Both Clio and Dickens were fascinated by the large artificial tree that I put up in the living room. It had to be assembled branch by branch, and Clio was right there helping with each branch and decoration. Once it was decorated, Clio had to climb up the six-foot tree and hide in the branches. It was as if she knew that if I tried to extricate her, the decorations would have to be sacrificed. My mother enjoyed watching the cats try to un-decorate the tree as I tried hard to decorate it and keep it decorated. Dickens initially did not climb into the tree, but the “cat in tree” tradition was passed to him. Dickens originally stayed out of the tree, but I’m sure that when I was at work, Clio taught him how to climb into it. In fact, Clio would often leave him in the tree so I would think that he was the guilty party, or I would come home from work and find them both deeply embedded in it.

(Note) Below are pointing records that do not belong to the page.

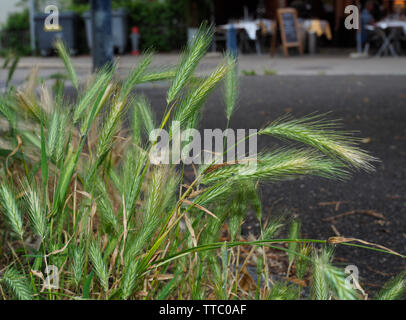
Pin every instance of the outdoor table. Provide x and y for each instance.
(389, 31)
(251, 27)
(316, 27)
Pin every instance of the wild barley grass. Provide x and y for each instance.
(120, 227)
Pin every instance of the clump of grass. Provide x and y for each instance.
(248, 72)
(117, 226)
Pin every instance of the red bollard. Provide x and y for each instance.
(135, 39)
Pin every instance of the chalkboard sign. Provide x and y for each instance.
(289, 29)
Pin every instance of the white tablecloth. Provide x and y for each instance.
(251, 27)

When Clio wasn’t in the tree, she was sitting on the small chair near it, perched over the arm and occasionally stretching out her paw to liberate a decoration from the branch to which it was attached. She also loved to sit under the tree and quietly un-decorate packages by taking off bows, trying to rip paper off the packages, and taking tissue paper out of the gift bags. She would find her gifts (usually catnip toys) and proceed to unwrap them to sneak a peek. Above all, Clio’s favorite activity was sleeping under the tree, and she and Dickens would jockey for a position under it among the presents.

When it was time to take the tree down, I had to disassemble it branch by branch, and Clio and Dickens would huddle under the remaining branches. There was never a more pathetic sight. It was as if they were saying, “Please, please don’t take down our tree. You won’t let us out, so let us enjoy the outside indoors. “Several years after I remarried, my husband Jeff and I bought a bag for the tree so we could more easily store it in the attic. Before we took that bag up to the attic, we would have to check it because occasionally Clio would crawl inside it. There was no way she was giving up on the tree just yet.

We eventually renovated our living room and put in a window seat near our front picture window in the exact spot where I had always placed the Christmas tree. The loss of floor space by the front window meant that we had to buy a smaller Christmas tree and place it in a new location. Clio and Dickens weren’t too happy that we downsized the Christmas tree and relocated it. Soon, however, they discovered that the tree’s new location was much better for their covert purposes. Since the tree was near the large fireplace hearth and in a corner, it was virtually impossible for us to get them out from under the tree without seriously injuring ourselves or knocking it over and breaking all the ornaments. What initially seemed to be a disaster for the cats turned out to be a win-win situation for the cats and for me. Clio and Dickens saved Christmas for me, and I saved Christmas for them by once again by providing them a private space under the tree.